The fact is, despite these few examples of influence, games are far whiter than any other American media. Keeping statistics on diversity by age, race and role in television acting, the Screen Actor's Guild credited little more than 15% of lead TV roles to African-Americans in 1993. That same year, the U.S. Census put the percentage of African-Americans in the population at around 13%. No doubt, there is still plenty of room for improvement in how television portrays people of color, but the gaming industry assigns an even more restrictive role. According to this year's Metacritic top-rated 100 titles for PS2, only one game (Grand Theft Auto: San Andreas) has an African- American lead protagonist. Needless to say, it is not exactly a well-rounded look at African-American culture (or of any culture, really).
It would be convenient to blame this diversity gap on a wider social prejudice, and be done with it. Again, I certainly won't argue that racism has been eradicated in other forms of entertainment. But perhaps there's something about the violent nature of video games themselves that makes it easier for them to follow a path more akin to blaxploitation than to Spike Lee. Certainly there's little equivalent to the family drama or comedy in video games, and only a small amount of middle ground between full-on violence and abstract puzzle solving.
Proceeding down the thousand or so games in the Metacritic ratings, most of them only have African-Americans as members of sports teams, a collection of fighters or secondary (often non-playable) characters. To be fair, most games that allow the player to create a custom avatar (such as the Tony Hawk multitude) do offer a full range of ethnicities. Still, of those with black protagonists (my unscientific count found seven), four are adaptations of movies starring African-Americans (Catwoman, Blade II, Men in Black II and Enter the Matrix). One is an adaptation of a comic book (Shadow Man 2), which also had an African-American main character in its original source. The remaining two games are from the Def Jam series, which does present a somewhat more noteworthy cast including hip hop stars and black actors.
None of these titles are original intellectual property with African- Americans in lead roles, and most of them aren't good games. In short, the number of black main characters in gaming is virtually zero, and the roles that they're assigned when they do appear usually fall into the same stereotypical categorizations: athlete, criminal and/or rapper.

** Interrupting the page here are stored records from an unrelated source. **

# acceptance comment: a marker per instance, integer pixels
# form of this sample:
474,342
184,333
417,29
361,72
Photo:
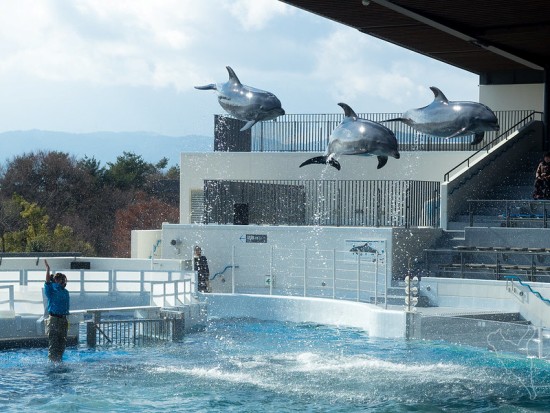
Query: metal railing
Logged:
509,213
324,202
311,132
512,278
169,288
358,274
11,297
524,118
493,263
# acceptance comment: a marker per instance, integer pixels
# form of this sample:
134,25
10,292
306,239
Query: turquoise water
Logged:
252,366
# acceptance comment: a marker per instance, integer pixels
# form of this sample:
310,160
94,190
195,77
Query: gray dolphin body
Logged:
446,119
357,136
244,102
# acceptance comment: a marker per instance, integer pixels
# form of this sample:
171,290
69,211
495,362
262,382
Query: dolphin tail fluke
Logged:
382,160
248,125
478,137
324,160
211,86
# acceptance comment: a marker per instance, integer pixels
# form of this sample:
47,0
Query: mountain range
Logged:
103,146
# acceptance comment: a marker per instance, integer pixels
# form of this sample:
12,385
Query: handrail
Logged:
491,144
222,271
536,293
11,296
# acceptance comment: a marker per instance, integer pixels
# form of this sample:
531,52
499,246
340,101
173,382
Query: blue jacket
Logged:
58,298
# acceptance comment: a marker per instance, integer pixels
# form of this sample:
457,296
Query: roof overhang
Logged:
491,36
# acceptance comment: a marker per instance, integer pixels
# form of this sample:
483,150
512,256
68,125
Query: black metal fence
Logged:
509,213
327,203
131,332
311,132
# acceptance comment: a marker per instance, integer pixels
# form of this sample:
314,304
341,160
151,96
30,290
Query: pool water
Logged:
242,365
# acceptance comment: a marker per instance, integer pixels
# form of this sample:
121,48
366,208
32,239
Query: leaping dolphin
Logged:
244,102
446,119
357,136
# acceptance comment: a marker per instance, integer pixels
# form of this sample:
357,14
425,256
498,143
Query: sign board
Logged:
254,238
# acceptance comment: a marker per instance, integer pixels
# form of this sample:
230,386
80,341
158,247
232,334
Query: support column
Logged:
546,114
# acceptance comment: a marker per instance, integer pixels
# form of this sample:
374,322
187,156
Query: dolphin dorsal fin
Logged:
348,112
438,95
232,76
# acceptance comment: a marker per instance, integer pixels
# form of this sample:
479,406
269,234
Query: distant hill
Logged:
103,146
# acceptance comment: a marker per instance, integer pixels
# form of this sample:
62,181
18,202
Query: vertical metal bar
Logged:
358,275
271,272
233,269
333,273
305,271
376,279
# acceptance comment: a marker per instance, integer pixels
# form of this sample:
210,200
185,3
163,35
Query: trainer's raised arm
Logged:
48,277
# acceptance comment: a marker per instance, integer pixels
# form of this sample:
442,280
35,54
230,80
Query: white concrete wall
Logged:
145,244
216,242
375,321
195,167
469,295
513,97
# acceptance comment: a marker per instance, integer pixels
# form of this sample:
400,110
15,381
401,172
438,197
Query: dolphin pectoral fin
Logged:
232,76
211,86
457,133
393,120
333,162
348,111
248,125
322,160
438,95
382,160
478,137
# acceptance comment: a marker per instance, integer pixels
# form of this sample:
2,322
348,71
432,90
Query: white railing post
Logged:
358,275
111,281
376,278
333,273
305,271
385,277
271,272
233,269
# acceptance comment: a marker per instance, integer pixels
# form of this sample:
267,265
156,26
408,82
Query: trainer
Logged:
58,310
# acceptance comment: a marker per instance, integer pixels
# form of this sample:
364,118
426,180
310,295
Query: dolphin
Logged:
357,136
244,102
446,119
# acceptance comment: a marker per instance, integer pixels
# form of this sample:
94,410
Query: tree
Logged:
80,196
146,213
36,236
130,171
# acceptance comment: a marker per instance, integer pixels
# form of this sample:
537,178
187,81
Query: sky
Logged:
84,66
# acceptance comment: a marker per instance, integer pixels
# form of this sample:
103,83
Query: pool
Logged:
243,365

Why should we care about this scarcity of non-white leads in video games? Besides a simple sense of social justice, examine the demographics of the market in question. Phoenix Marketing International notes that African-American gamers spend an average of $48 per month on their hobby, $18 more than whites. Furthermore, according to a Kaiser Family Foundation study, they're more dedicated: 8- to 18-year-old blacks play for about 20 minutes more each day than their white counterparts. To cap it all off, a 2004 Nielsen study confirmed to the marketing world that African-Americans and Hispanics are a lucrative, underserved market. One would think that there's money in those kinds of numbers - but apparently not enough to buy the spotlight.